The cervical range of motion can be restricted due to bony or soft tissue causes. These can be due to physiological limitations or pathological aetiologies. Most commonly, due to the rise in the use of cell phones and increased computer screen times, prolonged poor posture is the leading cause of pain that increases muscular stiffness around the neck and reduces range of motion of the cervical spine. The term “Tech Neck” has been used to describe a range of neck pain issues due to the rise in technology use.
How do you measure neck range of motion?
Neck range of motion can be measured by anatomical movements flexion, lateral flexion, extension, and lateral flexion.
Range of motion of the neck is usually measured using a goniometer. You can measure range of motion of the neck using Check My ROM, a free online tool that measures range of motion using images.
Neck Lateral Flexion
Neck Lateral Flexion, or Cervical Spine Lateral Flexion, is the movement of the head and neck to the side, as if you were trying to touch your ear to your shoulder.

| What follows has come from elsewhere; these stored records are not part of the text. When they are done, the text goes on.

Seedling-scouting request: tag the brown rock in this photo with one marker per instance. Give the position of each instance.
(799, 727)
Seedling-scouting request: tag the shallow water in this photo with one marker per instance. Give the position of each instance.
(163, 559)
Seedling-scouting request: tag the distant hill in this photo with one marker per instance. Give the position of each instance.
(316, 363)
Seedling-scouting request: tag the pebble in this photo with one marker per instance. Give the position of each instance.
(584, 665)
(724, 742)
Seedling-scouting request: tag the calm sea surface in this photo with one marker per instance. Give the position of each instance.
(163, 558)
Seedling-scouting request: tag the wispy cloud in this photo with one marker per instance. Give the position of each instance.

Click here to measure Neck Lateral Flexion.
Neck rotation is turning your head to the side, such as looking both ways before crossing a road
Click here to measure Neck Rotation
Neck Flexion, or Cervical Spine Flexion, is the movement of the head and neck forward and down, as if you were trying to touch your chin to your chest.

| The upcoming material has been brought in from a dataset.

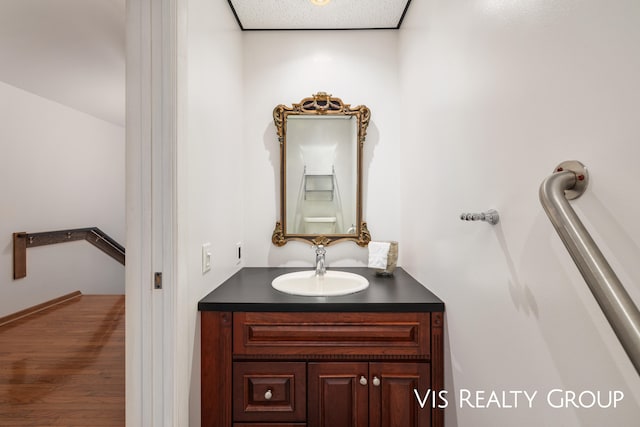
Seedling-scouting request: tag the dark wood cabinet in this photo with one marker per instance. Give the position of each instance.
(347, 369)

Click here to measure Neck Forward Flexion.
Neck Extension is the movement of the head and neck backwards and up, as if you were looking up at the ceiling.
Click here to measure Neck Extension.
What causes limited range of motion in the neck?

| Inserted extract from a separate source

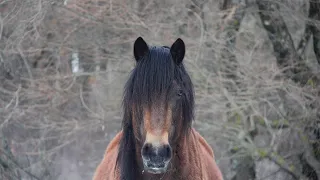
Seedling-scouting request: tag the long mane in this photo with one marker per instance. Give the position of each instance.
(153, 75)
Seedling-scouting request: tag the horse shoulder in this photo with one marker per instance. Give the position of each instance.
(211, 168)
(106, 170)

The physiological causes affecting the cervical range of motion are:
- The flexibility of the intervertebral discs
- The shape and angulation of the facet joints of the vertebrae
- The minor laxity of the ligaments and joint capsules all contribute to the cervical spine’s range of motion
- Female patients tend to have a greater active range of motion than males, except in flexion, but the differences are not great.
- The range available decreases with age, except for the rotation at the first and second cervical vertebrae, which may increase.
The limited mobility can be due to pathological causes such as:
- Pain (due to soft tissue trauma or a fracture)
- Muscle dysfunction (due to an imbalance in the cervical flexors and extensors)
- Muscle stiffness and spasm (could happen due to a poor posture or incorrect sleeping habits)
- Nerve impingement (as the spinal cord travels very close to the cervical spine, the nerves exiting the spinal cord may get entrapped and cause pain)
- Ligament rupture (could happen in cases like a whiplash injury. Additionally, ligaments heal with scar tissue)
- Intervertebral disc prolapse (due to trauma or age-related changes, the disc can impinge on the nerves around it causing pain)
- Spinal canal stenosis (narrowing of the spinal canal)
- Vertigo (due to dizziness associated with vertigo, patients may avoid certain cervical movements)
- Spondylolysis (arthritic changes in the spine)
- Spondylolisthesis (one vertebra when slips forward or backward relative to the adjacent vertebra may cause pain)
How to increase range of motion in the neck
Various physical exercises can help increase the range of the cervical spine. (All images are taken from Kisner Carolyn and Lynn Allen Colby. 2012. Therapeutic Exercise : Foundations and Techniques. 6th ed. Philadelphia: F.A. Davis.)
- Chin tucks: It is a simple exercise that can be done at home or at work. Initially, it can be done in a sleeping position with pillows under the head.
- Scapular retractions: this exercise can help with the correction of the position of the scapula (shoulder blade) which has an effect on the position of the neck. To do this exercise, one must try to touch their shoulder blades together
- Trapezius stretching: This exercise helps stretch the trapezius muscle which is known to go into a spasm due to incorrect posture.
- Levator scapulae stretching: this is another common muscle that goes into a spasm along with the trapezius. Stretching it is important to gain a complete cervical range of motion.
- Stretching of the scalenus muscle: Another known muscle that restricts the complete cervical range of motion.